On 01/08/2018 11:02, Johannes Najjar wrote: have you tried {{ serial_mode }} — You are receiving this because you commented. Reply to this email directly, view it on GitHub <https://urldefense.proofpoint.com/v2/url?u=https-3A__github.com_ansible_ansible_issues_12170-23issuecomment-2D409504564&d=DwMCaQ&c=RoP1YumCXCgaWHvlZYR8PZh8Bv7qIrMUB65eapI_JnE&r=S57T0QaaR3U1-rdS92VizJ7MMFzQcmoa9SvsdavdKz0&m=yK7T1nGurRdoVF74pYsp2Ww-gi_wzcik9FOhvfi0AO4&s=xx2w8JlL7xtYCFCYV2SVe6ghMflP4n0oJ1XT8yRJiK4&e=>, or mute the thread <https://urldefense.proofpoint.com/v2/url?u=https-3A__github.com_notifications_unsubscribe-2Dauth_AoC2bq84TS9DNhwP7QHo2lN6rwu6K2fjks5uMW6dgaJpZM4F1SdA&d=DwMCaQ&c=RoP1YumCXCgaWHvlZYR8PZh8Bv7qIrMUB65eapI_JnE&r=S57T0QaaR3U1-rdS92VizJ7MMFzQcmoa9SvsdavdKz0&m=yK7T1nGurRdoVF74pYsp2Ww-gi_wzcik9FOhvfi0AO4&s=0mncwDiylOIi-1VOf_7Bp6ltumjR5pCnTNSjqh_SWjU&e=>.
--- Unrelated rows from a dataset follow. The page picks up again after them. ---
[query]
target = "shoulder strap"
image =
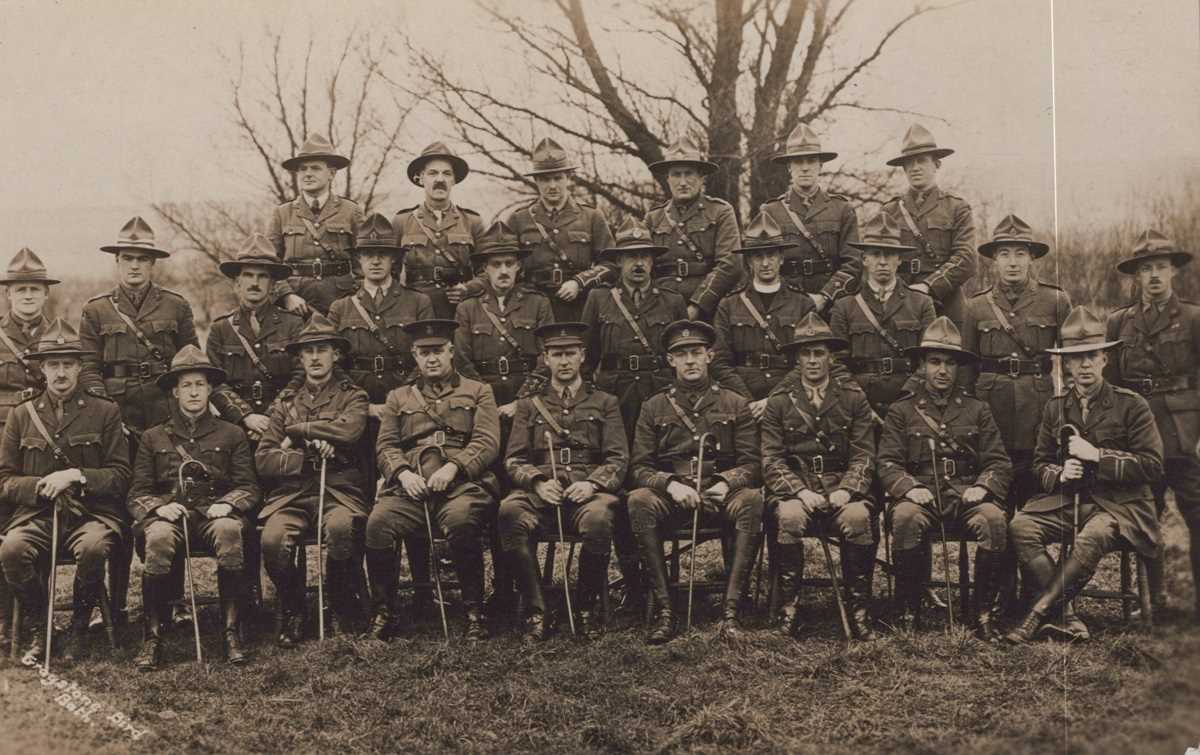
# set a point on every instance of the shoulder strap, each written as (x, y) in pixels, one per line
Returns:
(629, 318)
(875, 323)
(759, 318)
(155, 352)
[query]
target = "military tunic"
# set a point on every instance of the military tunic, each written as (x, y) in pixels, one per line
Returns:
(90, 437)
(840, 455)
(317, 249)
(946, 252)
(700, 238)
(121, 366)
(225, 451)
(747, 360)
(568, 250)
(831, 267)
(437, 251)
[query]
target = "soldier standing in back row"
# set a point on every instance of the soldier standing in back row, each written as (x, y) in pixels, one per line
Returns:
(565, 237)
(699, 232)
(313, 234)
(937, 223)
(820, 225)
(437, 237)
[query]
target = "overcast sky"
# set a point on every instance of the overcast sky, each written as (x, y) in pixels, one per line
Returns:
(113, 105)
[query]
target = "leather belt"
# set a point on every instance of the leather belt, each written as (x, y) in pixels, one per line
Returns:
(886, 365)
(1014, 367)
(318, 268)
(634, 363)
(139, 370)
(682, 268)
(762, 360)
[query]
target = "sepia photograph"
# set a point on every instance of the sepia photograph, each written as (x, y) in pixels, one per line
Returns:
(580, 376)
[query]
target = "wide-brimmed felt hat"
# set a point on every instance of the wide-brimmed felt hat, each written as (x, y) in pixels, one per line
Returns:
(1152, 245)
(763, 234)
(1009, 231)
(59, 340)
(687, 333)
(942, 335)
(136, 235)
(438, 150)
(27, 268)
(811, 329)
(881, 232)
(549, 156)
(1081, 333)
(803, 142)
(317, 147)
(318, 330)
(190, 359)
(684, 153)
(919, 141)
(633, 235)
(257, 251)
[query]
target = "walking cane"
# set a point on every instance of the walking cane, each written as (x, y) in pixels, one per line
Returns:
(562, 538)
(941, 525)
(695, 523)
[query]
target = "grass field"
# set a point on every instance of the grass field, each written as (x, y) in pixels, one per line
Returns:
(1128, 690)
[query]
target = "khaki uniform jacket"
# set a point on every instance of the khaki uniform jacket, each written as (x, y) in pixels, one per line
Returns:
(90, 437)
(337, 227)
(1159, 358)
(166, 319)
(246, 389)
(948, 261)
(461, 409)
(745, 359)
(490, 357)
(905, 461)
(700, 263)
(337, 413)
(592, 445)
(377, 365)
(220, 445)
(841, 457)
(833, 268)
(1017, 395)
(665, 448)
(1122, 426)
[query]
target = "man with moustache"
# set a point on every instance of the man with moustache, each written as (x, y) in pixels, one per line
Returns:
(591, 456)
(1159, 358)
(936, 223)
(821, 226)
(436, 449)
(313, 234)
(221, 491)
(664, 471)
(972, 467)
(437, 237)
(564, 237)
(65, 449)
(1108, 465)
(699, 232)
(27, 287)
(322, 423)
(755, 322)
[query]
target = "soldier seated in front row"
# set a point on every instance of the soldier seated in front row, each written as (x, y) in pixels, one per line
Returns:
(580, 469)
(963, 484)
(817, 451)
(201, 468)
(665, 467)
(1098, 454)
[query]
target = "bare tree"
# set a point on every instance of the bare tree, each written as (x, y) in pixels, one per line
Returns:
(751, 70)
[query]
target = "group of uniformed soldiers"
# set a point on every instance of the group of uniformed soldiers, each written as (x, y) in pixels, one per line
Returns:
(399, 379)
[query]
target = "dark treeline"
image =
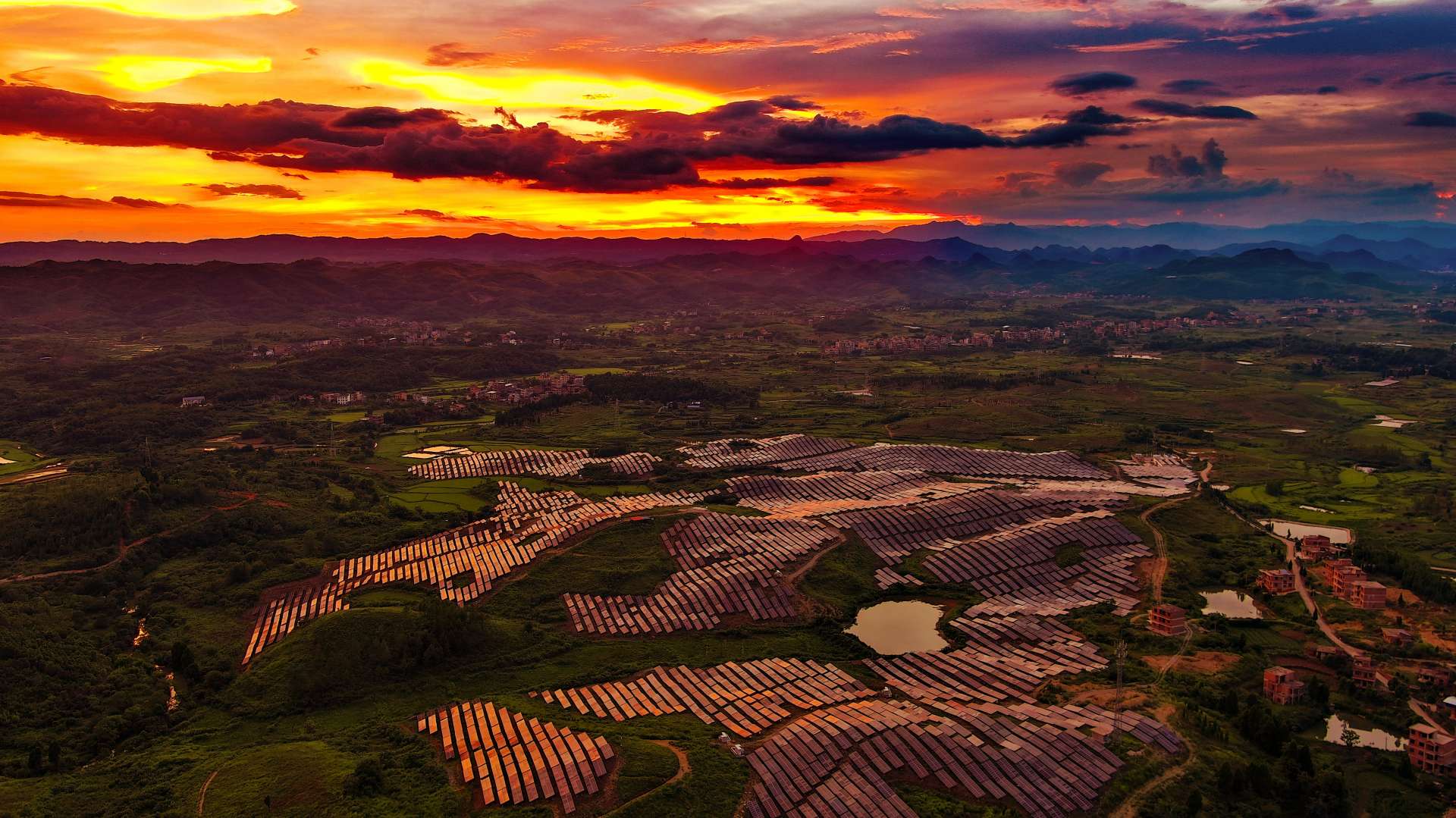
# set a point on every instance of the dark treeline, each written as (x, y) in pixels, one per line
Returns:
(58, 408)
(83, 517)
(1410, 569)
(965, 381)
(667, 389)
(639, 387)
(1346, 357)
(528, 414)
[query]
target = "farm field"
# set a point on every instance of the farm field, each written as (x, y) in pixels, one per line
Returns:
(313, 597)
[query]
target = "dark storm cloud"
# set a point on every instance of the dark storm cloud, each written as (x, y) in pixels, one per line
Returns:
(136, 202)
(1092, 82)
(1177, 165)
(1286, 12)
(1445, 77)
(792, 104)
(1076, 128)
(457, 54)
(1432, 120)
(381, 117)
(1204, 88)
(19, 199)
(654, 150)
(1081, 174)
(1171, 108)
(440, 216)
(736, 183)
(270, 191)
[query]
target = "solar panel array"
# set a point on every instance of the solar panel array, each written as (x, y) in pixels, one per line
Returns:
(730, 565)
(1017, 568)
(823, 454)
(896, 533)
(507, 759)
(745, 697)
(460, 563)
(827, 492)
(1003, 658)
(833, 762)
(530, 462)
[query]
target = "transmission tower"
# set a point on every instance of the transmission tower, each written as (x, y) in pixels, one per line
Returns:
(1117, 705)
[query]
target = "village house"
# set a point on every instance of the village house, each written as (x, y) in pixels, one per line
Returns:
(1282, 686)
(1366, 675)
(1277, 581)
(1165, 619)
(1315, 547)
(1398, 636)
(1367, 596)
(1435, 675)
(1340, 574)
(1432, 750)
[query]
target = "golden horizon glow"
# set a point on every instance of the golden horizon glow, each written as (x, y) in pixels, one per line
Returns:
(165, 9)
(536, 89)
(152, 73)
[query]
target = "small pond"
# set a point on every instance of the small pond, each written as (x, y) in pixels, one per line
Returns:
(1366, 734)
(1296, 530)
(899, 628)
(1234, 604)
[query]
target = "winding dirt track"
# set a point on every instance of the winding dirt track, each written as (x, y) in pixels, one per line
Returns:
(201, 797)
(1161, 563)
(683, 767)
(124, 547)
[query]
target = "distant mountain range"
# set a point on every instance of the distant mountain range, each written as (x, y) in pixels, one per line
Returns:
(107, 293)
(1413, 236)
(1392, 246)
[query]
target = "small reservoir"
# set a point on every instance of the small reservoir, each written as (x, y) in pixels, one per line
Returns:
(1234, 604)
(900, 628)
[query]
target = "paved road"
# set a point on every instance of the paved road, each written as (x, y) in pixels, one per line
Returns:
(1302, 588)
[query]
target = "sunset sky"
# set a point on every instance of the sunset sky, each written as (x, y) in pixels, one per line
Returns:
(140, 120)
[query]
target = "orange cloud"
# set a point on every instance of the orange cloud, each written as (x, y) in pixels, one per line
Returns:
(166, 9)
(820, 45)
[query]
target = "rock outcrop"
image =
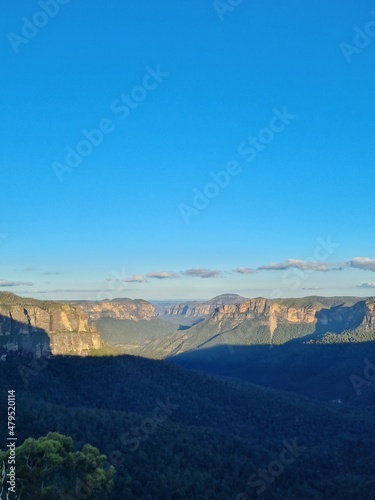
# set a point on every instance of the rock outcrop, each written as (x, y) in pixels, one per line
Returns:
(117, 309)
(48, 326)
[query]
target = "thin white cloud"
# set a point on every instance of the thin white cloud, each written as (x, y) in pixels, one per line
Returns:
(4, 283)
(162, 275)
(364, 263)
(302, 265)
(135, 279)
(367, 285)
(244, 270)
(202, 273)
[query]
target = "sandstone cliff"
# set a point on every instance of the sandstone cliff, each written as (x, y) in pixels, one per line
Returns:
(117, 309)
(53, 327)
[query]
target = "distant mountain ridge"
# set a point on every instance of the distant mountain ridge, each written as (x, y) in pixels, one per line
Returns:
(263, 321)
(200, 309)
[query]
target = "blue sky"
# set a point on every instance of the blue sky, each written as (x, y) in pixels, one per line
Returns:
(171, 94)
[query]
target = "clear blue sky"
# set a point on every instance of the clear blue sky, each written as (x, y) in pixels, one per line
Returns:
(124, 222)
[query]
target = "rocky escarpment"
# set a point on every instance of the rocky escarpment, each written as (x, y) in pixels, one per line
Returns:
(273, 322)
(118, 309)
(200, 309)
(45, 326)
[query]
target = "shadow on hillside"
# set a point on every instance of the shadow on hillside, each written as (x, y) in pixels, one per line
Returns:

-- Oracle <http://www.oracle.com> Pablo Fuentes | Oracle Middleware Consultant Mobile: +34653961879 <tel:+34653961879> Oracle Oracle Consulting Oracle Spain | ORACLE Spain las Rozas Madrid Green Oracle <http://www.oracle.com/commitment> Oracle is committed to developing practices and products that help protect the environment

crossan007 · 2018-09-06T15:46:27Z

It seems to me that the run once + loop + delegate (limited to serial=1 behavior): approach does not work on an include_tasks statement when the inventory has two "inventory hosts", with each host having the same value for ansible_host.

Given two inventory hosts with the same ansible_host, the approach does run twice; however, both iterations are against the same host.

alexhexabeam · 2018-09-21T01:29:57Z

There is a major problem with most of the proposed workarounds is CPU and memory usage, as well as massive deployment slowdowns. The method of checking that the inventory_hostname == item in a with_items loop is O(n^2), which combined with a large number of hosts can balloon memory and CPU load greatly.

With 200 hosts, I've seen ansible use 20GB of ram and 70 load avg just to serialize an include_tasks block. That particular task took several minutes just to decide which hosts to include.

dagwieers · 2019-02-01T18:23:23Z

Anyone is invited to test #42528 for their use-cases, and add a 👍 to the PR if you approve.